Татьяна повела меня вглубь дома, а я бросала короткие взгляды в окна, чтобы увидеть территорию соседнего дома. Я смогла разглядеть ещё одну камеру и датчик движения крыльце, скорее всего подключённый к внешнему освещению.
Значит ночью проникать в этот дом не вариант.
— Виктория, мне порекомендовала вас подруга, — начала Татьяна, — Она сказала, что вы — очень хороший психолог и педагог.
— Это лестно, — ответила я, переводя взгляд от окон на неё, — У меня высшее педагогическое образование и диплом детского психолога.
— То есть, два высших? — уточнила она.
— Нет. Я брала дополнительный курс в университете. В принципе, я изучала то же самое, что и студенты психологического факультета, но по более сжатой программе.
— Понятно. У вас есть опыт работы с детьми? — вкрадчиво спросила она, скрещивая ноги в коленях.
— Сейчас я работаю в реабилитационном центре для жертв насилия. Если учесть, что около семидесяти процентов таковых — дети, то да — у меня есть опыт, — спокойно отвечаю я, повторив её движения, и не обращая внимания на её бледнеющие щёки.

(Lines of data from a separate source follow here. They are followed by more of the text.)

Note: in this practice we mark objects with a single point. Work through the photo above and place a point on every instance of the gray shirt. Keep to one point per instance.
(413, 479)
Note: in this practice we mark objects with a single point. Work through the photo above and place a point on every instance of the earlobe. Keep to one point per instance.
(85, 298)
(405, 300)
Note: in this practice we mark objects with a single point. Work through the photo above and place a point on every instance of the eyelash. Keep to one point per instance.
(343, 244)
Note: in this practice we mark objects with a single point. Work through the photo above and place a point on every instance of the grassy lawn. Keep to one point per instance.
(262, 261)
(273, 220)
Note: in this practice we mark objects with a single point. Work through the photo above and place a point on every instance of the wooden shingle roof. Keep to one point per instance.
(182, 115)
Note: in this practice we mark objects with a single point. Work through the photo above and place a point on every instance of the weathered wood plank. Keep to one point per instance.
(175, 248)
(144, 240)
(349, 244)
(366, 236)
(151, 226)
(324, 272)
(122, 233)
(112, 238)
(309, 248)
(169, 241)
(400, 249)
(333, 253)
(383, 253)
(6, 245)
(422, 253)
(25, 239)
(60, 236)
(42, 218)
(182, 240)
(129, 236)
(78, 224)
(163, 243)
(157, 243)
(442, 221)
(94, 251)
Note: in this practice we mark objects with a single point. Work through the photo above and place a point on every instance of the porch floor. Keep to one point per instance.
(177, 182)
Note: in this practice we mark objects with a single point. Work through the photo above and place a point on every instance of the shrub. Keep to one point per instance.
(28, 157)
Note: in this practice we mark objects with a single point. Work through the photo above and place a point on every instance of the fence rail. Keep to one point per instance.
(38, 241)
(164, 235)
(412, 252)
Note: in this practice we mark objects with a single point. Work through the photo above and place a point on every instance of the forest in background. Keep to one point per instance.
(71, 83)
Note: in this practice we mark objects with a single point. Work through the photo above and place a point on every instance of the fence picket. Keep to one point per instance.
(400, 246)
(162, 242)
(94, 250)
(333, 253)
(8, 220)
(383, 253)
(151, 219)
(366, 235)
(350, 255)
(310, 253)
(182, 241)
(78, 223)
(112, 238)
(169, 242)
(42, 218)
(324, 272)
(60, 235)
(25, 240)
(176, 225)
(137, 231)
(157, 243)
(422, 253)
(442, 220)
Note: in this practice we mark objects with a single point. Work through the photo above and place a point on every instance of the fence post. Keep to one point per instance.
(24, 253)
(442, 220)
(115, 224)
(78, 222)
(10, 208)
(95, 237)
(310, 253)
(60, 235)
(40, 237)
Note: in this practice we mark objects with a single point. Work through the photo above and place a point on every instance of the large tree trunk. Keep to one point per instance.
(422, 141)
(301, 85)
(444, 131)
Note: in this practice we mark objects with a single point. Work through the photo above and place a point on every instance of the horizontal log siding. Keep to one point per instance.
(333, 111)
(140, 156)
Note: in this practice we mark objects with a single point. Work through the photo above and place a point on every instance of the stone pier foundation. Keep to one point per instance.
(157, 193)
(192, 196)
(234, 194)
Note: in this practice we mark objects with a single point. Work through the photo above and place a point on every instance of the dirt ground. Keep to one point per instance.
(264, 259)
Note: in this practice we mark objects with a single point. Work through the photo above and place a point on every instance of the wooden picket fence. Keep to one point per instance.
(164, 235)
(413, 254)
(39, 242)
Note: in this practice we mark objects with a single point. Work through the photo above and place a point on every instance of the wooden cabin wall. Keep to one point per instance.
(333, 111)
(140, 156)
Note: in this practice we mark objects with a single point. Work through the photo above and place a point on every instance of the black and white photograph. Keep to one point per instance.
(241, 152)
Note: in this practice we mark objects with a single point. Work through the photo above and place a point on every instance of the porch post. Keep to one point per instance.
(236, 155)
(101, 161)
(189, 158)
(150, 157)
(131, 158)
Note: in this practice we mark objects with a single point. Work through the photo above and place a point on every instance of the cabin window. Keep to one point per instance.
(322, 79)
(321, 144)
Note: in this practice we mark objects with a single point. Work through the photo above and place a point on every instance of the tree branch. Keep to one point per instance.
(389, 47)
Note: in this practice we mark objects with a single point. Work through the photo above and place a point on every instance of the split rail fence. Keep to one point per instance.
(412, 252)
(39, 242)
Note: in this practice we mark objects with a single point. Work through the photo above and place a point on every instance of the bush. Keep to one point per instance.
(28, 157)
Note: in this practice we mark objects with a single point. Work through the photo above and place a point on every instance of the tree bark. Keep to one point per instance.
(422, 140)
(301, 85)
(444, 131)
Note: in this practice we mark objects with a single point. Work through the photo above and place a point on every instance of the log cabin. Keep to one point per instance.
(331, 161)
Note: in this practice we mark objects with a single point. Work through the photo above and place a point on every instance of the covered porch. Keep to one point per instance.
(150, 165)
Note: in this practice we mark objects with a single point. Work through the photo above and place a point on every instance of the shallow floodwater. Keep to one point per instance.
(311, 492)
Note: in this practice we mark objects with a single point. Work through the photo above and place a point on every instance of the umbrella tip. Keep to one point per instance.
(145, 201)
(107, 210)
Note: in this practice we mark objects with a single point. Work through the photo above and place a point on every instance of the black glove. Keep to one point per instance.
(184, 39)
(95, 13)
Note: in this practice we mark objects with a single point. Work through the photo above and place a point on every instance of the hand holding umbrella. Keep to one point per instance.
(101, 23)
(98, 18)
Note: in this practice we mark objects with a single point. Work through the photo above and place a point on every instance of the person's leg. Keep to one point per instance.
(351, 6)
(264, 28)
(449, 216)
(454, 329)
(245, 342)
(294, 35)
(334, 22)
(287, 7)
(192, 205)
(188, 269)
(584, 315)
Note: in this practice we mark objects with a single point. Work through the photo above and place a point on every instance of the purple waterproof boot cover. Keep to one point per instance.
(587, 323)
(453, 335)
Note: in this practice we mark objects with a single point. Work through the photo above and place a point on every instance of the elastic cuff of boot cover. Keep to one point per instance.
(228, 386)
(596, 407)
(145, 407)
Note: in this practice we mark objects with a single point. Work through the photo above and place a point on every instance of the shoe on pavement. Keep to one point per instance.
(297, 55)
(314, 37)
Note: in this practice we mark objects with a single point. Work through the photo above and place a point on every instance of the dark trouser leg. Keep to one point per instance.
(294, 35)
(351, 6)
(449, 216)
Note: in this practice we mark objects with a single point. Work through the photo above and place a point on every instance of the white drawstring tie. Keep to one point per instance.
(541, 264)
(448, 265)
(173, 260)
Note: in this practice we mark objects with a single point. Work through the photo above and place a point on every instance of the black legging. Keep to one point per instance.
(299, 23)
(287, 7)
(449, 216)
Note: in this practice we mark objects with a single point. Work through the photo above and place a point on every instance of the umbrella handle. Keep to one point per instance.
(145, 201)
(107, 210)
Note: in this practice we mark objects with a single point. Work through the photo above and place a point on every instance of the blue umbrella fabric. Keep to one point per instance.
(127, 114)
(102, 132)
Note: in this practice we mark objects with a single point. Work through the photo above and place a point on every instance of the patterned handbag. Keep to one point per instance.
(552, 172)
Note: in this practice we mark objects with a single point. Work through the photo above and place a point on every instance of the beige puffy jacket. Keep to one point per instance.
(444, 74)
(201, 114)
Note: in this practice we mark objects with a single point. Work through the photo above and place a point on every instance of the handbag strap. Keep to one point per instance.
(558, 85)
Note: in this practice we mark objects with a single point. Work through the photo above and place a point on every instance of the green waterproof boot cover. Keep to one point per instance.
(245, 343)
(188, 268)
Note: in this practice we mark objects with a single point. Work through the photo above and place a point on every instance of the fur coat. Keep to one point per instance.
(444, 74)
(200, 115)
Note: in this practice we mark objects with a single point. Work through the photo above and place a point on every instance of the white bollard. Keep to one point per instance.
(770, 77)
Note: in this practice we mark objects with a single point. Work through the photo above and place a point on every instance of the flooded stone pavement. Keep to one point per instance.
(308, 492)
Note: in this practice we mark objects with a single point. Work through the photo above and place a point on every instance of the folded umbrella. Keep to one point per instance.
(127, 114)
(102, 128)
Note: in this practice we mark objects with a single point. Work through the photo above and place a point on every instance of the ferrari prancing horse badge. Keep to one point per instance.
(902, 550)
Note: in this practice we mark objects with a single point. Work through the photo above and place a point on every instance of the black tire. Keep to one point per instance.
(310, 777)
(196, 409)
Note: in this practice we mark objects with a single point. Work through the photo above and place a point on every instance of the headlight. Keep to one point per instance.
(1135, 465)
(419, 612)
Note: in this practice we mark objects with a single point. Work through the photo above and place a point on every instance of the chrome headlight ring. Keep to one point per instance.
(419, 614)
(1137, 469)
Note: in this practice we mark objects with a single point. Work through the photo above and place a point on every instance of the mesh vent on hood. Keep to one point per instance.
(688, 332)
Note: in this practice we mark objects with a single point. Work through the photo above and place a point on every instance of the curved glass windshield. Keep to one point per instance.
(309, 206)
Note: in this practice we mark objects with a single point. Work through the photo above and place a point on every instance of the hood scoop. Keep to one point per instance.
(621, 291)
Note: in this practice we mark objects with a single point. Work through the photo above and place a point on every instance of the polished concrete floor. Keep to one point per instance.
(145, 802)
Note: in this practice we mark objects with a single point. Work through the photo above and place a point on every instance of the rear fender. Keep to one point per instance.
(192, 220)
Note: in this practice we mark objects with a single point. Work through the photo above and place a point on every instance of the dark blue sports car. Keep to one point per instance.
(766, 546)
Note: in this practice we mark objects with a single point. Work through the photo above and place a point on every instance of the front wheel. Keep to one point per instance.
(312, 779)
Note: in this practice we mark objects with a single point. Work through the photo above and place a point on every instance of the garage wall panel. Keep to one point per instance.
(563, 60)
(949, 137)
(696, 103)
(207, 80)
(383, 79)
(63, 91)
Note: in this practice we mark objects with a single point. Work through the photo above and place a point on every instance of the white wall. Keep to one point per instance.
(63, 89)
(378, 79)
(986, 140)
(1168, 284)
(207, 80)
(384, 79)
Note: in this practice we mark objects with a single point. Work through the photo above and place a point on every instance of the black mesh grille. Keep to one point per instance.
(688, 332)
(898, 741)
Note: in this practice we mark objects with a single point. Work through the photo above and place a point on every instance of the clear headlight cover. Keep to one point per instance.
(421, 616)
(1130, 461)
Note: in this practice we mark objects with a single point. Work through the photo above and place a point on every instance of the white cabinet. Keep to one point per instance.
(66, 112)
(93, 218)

— Отлично, — протянула Татьяна, отведя глаза в сторону, — Вы хотите что–нибудь выпить? Чай, кофе?
— Ничего не нужно, спасибо. По телефону вы сказали, что тема щекотливая. Я могу узнать подробности? — мой голос ровный и мягкий, без хрипотцы и сиплости, которые присущи ему в обычной жизни.
Сейчас я на работе, и моя работа — не быть собой.
Хозяйка этого роскошного дома передёрнулась и напряглась. По её лицу, над которым явно поработали лучшие пластические хирурги, было видно, что она подбирает нужные слова. Светлые глаза ожесточились и губы сжались в тонкую линию. Через несколько минут оглушающей тишины, нарушаемой только нашими короткими вздохами, она наконец–то заговорила.
— Моей дочери одиннадцать лет. Недавно она заявила, что преподаватель по балету её… — она запнулась и замолчала, снова отводя от меня взгляд.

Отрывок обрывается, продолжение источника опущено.